= David Whitton (Wisconsin politician) =

American politician

David Whitton (August 4, 1836 – May 13, 1917) was an American produce dealer and lawyer from Brandon, Wisconsin, who spent a single term as a member of the Wisconsin State Assembly from Fond du Lac County. He was elected as a member of the short-lived Wisconsin Reform Party.

== Background ==
Whitton was born August 4, 1836, in Dundee, Scotland, and emigrated to the United States in 1842 with his father (a stonecutter and mason), mother and brother Charles. The family moved to Wisconsin in 1846 and settled in Ashippun, where he received a common school education. In 1856 they moved to Waupun, where David apprenticed as a carpenter and joiner, but found the trade did not suit him, and in 1860 became a produce dealer.

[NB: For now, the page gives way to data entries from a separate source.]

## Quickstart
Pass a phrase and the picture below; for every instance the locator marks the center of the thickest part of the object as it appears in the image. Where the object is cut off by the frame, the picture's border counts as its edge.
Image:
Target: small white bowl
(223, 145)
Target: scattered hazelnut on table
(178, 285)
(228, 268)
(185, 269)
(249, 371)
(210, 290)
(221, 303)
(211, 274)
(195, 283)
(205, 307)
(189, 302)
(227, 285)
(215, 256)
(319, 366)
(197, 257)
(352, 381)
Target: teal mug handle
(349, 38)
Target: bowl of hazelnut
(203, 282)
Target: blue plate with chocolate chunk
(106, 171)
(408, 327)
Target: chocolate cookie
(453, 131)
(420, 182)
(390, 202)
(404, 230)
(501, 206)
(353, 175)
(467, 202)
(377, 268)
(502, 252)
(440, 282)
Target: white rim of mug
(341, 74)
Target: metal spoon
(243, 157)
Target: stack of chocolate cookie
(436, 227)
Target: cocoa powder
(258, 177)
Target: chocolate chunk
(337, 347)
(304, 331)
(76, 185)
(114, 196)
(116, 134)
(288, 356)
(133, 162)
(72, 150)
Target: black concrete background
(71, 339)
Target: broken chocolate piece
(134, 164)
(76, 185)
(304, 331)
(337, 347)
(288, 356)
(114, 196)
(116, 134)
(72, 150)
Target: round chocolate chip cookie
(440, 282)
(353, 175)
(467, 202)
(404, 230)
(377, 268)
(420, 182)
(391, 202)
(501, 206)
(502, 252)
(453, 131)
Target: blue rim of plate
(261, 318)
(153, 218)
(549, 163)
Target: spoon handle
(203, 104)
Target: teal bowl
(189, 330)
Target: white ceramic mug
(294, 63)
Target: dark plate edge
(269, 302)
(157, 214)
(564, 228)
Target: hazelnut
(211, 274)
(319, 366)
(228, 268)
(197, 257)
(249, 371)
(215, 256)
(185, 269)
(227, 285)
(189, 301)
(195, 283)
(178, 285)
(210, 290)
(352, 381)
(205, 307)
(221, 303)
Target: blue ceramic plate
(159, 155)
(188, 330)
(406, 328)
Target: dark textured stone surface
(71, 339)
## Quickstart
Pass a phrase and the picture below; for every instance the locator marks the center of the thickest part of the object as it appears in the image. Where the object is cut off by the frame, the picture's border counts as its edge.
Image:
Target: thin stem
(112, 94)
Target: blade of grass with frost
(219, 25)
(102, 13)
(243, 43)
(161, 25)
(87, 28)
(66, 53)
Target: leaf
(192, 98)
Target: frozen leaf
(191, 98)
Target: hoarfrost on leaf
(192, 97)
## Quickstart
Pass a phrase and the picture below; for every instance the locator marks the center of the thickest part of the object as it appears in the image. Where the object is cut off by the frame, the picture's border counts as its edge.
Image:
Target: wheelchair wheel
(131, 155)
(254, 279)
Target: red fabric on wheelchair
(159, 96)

He served while in Waupun as a supervisor and an assessor. In 1866 or 1867 he moved to Brandon, in which place he would repeatedly be elected justice of the peace. He was described as "from boyhood... an active Democrat".

== Elective office ==
He was elected in 1873 as the candidate of Wisconsin's Reform Party, a short-lived coalition of Democrats, reform and Liberal Republicans, and Grangers which in 1873 secured the election for two years of William Robert Taylor as Governor of Wisconsin, as well as electing Whitton and a number of other state legislators. He received 997 votes to 933 for Republican Chester Hazen (Republican incumbent Alonzo A. Loper was not a candidate for re-election). He was appointed to, and chaired, the standing committee on state lands. While his official biography in the 1874 Wisconsin Blue Book lists his party as "Reform", in another table in the same book he was listed as a Democrat ("'Opposition' of all kinds", as the Blue Book put it, held 59 of 100 seats that, to 41 for regular Republicans, and party lines were somewhat fluid). He was not a candidate for re-election in 1874, and was succeeded by Republican William Plocker.

== After the Assembly ==
In April 1877 he was admitted to the bar, and took up practice in Fond du Lac and neighboring counties, while continuing in the produce trade (he owned a grain warehouse in Brandon). In September 1877, he was one of the nine signatories to a petition for the incorporation of Brandon as a village; all the documentation was "left at the office of David Whitton within said territory, where the same may be examined".

In 1881, he was the Democratic nominee for the Wisconsin Senate, District 18, losing with 1593 votes to Republican Edward Colman with 2,491 votes, but ahead of Greenback I. Fay (431 votes) and Prohibitionist J. M. Bonnell (117 votes).

In 1890, he was elected to a two-year term as Sheriff of Fond du Lac County.

== Personal life ==
On January 1, 1862, he married Mary B. Turner of Waukesha County, with whom he would have seven children. He played a leadership role on a state and national level in the Independent Order of Odd Fellows, and was a Royal Arch Mason. In 1913 he relocated to Roberts, Wisconsin, where he died in 1917.